- It is estimated that every college in the nation has at least one scholarship that is rarely awarded because of its restrictive qualifications. Most of these obscure scholarships were first endowed in the 19th and early 20th centuries and the initial terms of awarding the money have become outdated. Typically only the donor can amend the agreement. If the donor dies or the scholarship is the result of someone's will, the criteria cannot be changed without legal action.
- There isn't one type of unusual scholarship. Instead, there is a scholarship for almost any set of criteria you can think of. Among the strange and unusual qualifications are being tall, short, fat or left-handed, having a specific last name, enrolling in a precise field of study at a certain college, wearing duct tape to the prom, and winning a duck calling contest..

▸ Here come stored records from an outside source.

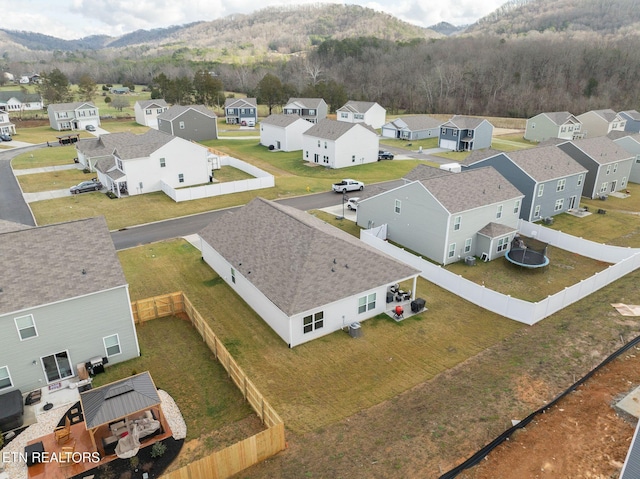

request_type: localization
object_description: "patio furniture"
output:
[53,416,71,444]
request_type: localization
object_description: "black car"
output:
[69,178,102,195]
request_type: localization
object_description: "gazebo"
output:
[80,371,166,456]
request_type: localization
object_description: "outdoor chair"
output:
[53,416,71,444]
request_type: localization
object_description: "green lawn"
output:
[94,317,257,448]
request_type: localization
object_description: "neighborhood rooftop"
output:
[200,198,418,316]
[0,217,127,314]
[421,167,524,214]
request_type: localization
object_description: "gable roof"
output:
[260,113,304,128]
[158,105,218,121]
[0,216,127,314]
[136,98,169,110]
[442,115,493,130]
[420,166,524,214]
[224,98,258,108]
[302,118,378,140]
[80,371,161,429]
[567,136,632,165]
[200,198,418,316]
[338,100,377,113]
[47,101,97,111]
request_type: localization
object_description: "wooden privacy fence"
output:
[131,292,285,479]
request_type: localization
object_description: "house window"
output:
[15,314,38,341]
[0,366,13,389]
[102,334,122,358]
[42,351,73,382]
[358,293,376,314]
[302,311,324,334]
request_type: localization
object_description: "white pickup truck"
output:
[333,179,364,193]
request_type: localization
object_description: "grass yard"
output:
[94,317,258,449]
[119,240,524,432]
[16,168,95,193]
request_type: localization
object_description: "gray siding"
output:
[0,286,138,391]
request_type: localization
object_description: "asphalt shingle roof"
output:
[421,166,524,214]
[0,217,127,314]
[200,198,418,316]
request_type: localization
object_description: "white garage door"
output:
[440,139,456,150]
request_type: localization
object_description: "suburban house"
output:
[618,110,640,133]
[200,198,419,347]
[336,101,387,129]
[357,167,524,264]
[438,115,493,151]
[382,115,442,141]
[524,111,582,141]
[133,99,169,130]
[576,108,627,138]
[224,98,258,126]
[260,115,313,151]
[0,90,44,113]
[158,105,218,141]
[0,110,16,135]
[464,145,587,221]
[609,132,640,183]
[0,217,140,392]
[558,136,635,198]
[302,118,380,168]
[282,98,328,123]
[47,101,100,131]
[76,129,213,196]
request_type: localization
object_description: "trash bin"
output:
[349,323,362,338]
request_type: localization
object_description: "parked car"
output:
[69,178,102,195]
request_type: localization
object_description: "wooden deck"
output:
[27,408,172,479]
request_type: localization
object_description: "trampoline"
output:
[504,236,549,268]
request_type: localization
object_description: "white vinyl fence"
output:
[162,156,275,203]
[360,220,640,325]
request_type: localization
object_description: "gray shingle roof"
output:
[571,136,632,165]
[158,105,218,121]
[260,114,308,128]
[200,198,418,316]
[504,145,587,182]
[303,118,378,140]
[136,98,169,110]
[80,371,160,429]
[48,101,96,111]
[421,166,524,214]
[0,217,127,314]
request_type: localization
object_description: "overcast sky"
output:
[0,0,506,40]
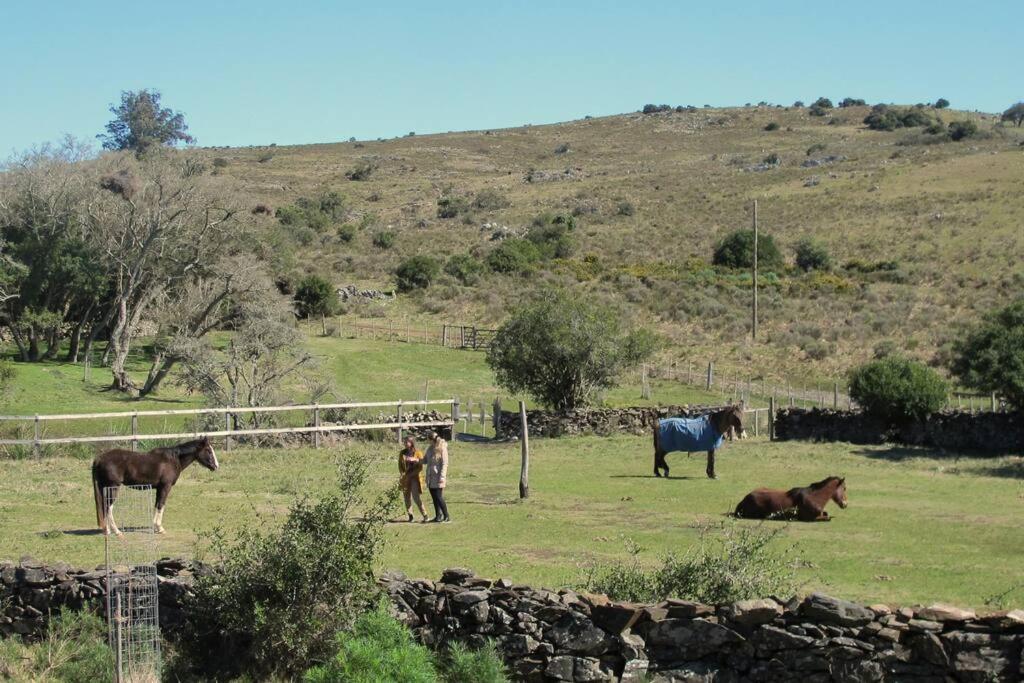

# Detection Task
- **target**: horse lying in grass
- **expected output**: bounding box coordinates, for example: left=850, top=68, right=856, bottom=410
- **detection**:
left=735, top=477, right=848, bottom=522
left=653, top=405, right=746, bottom=479
left=92, top=437, right=219, bottom=536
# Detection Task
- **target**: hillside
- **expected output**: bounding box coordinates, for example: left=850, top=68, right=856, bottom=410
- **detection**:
left=199, top=106, right=1024, bottom=387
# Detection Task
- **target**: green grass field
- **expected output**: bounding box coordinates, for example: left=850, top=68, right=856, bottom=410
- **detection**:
left=0, top=436, right=1024, bottom=607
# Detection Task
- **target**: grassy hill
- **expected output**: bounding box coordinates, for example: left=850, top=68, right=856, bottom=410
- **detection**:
left=199, top=106, right=1024, bottom=387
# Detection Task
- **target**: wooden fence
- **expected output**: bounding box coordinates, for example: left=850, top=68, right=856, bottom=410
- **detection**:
left=0, top=398, right=461, bottom=454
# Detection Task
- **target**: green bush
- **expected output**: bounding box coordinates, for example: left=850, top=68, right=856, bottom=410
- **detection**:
left=712, top=229, right=782, bottom=270
left=305, top=602, right=439, bottom=683
left=487, top=291, right=655, bottom=411
left=178, top=456, right=395, bottom=680
left=950, top=297, right=1024, bottom=409
left=850, top=354, right=947, bottom=423
left=394, top=254, right=441, bottom=292
left=949, top=121, right=978, bottom=142
left=487, top=238, right=541, bottom=274
left=444, top=254, right=483, bottom=287
left=584, top=522, right=797, bottom=605
left=294, top=275, right=338, bottom=317
left=0, top=610, right=114, bottom=683
left=796, top=239, right=831, bottom=272
left=373, top=230, right=394, bottom=249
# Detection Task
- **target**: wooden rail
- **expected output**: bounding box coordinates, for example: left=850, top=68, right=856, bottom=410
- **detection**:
left=0, top=398, right=462, bottom=454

- Although there are many strange and unusual scholarships, they aren't easy to find. Potential recipients should expect to spend considerable time researching, gathering information and filling out applications. Some free online scholarship search services are available, but students should beware of scams that promise a scholarship for a fee. Good sources of information about all types of scholarships are the high school counselor's office and the financial aid office of any college being considered.
- Scholarships that require out-of-the-ordinary qualifications can benefit students who might not meet requirements for a more traditional scholarship. Many of these scholarships reward creativity and resourcefulness instead of the usual good grades and scholastic achievements. Also, there is much less competition for unusual scholarships because most people just don't know about them.
- Read the fine print to avoid misinformation about an obscure scholarship. For example, the Beckley Scholarship at Juniata College in Huntingdon, Pennsylvania, is often misunderstood. It is advertised as a scholarship for left-handed people and many students mistakenly assume that is the only qualification. In fact, the scholarship is only awarded to students who are already in attendance at Juniata, are left-handed, qualify for financial aid and have exceptional grades.